I was trying to solve the following problem:
Find number of abelian groups of order $27$ ?
Could someone point me in the right direction?
Thanks in advance for your time.
I was trying to solve the following problem:
Find number of abelian groups of order $27$ ?
Could someone point me in the right direction?
Thanks in advance for your time.
$27 = 3^3\;$ and $\;3\;$ is prime: So....
We know from the Fundamental Theorem of Finitely Generated Abelian Groups, all abelian groups of order $27$ are equivalent to (isomorphic to) one of the following groups:
$\mathbb{Z}_{27}$
$\mathbb{Z}_{3}\times \mathbb{Z}_9$
$\mathbb{Z}_{3}\times \mathbb{Z}_3 \times \mathbb{Z}_3$.
These groups are NOT isomorphic. Why not?

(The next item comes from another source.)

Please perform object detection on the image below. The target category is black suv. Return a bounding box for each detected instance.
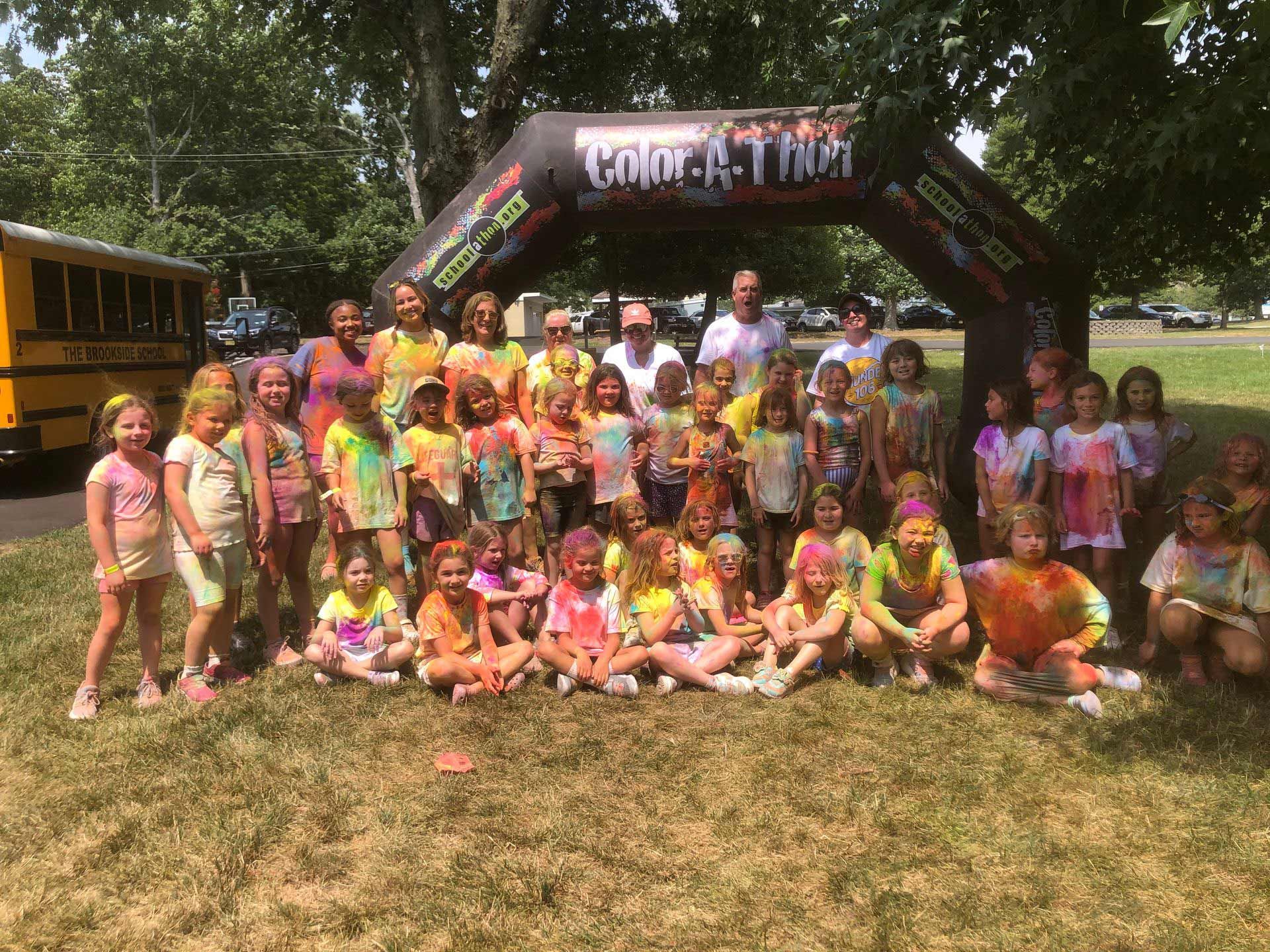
[207,307,300,354]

There are no other distinct (up to isomorphism) abelian groups of order $27$. Why not?
$27=3^3$ and we have:
$27=1\times 27$ $(1\mid 27)$, $27=3\times 9$ $(3\mid9)$, or $27=3\times 3\times3$ $(3\mid3\mid3)$ so according to abelian fundemental theorem we have thw following groups of order $27$ respectively:
$\Bbb{Z}_{27},\;\; \mathbb Z_3\times\mathbb Z_9,\;\; \mathbb Z_{3}\times\mathbb Z_3\times\mathbb Z_3$
Other form of direct product are isomorphic to each others. For example, $\mathbb Z_3\times\mathbb Z_9\cong\mathbb Z_9\times\mathbb Z_3$ Note that $A\times B$ in which $A$ and $B$ are groups is abelian iff both $A$ and $B$ are abelian.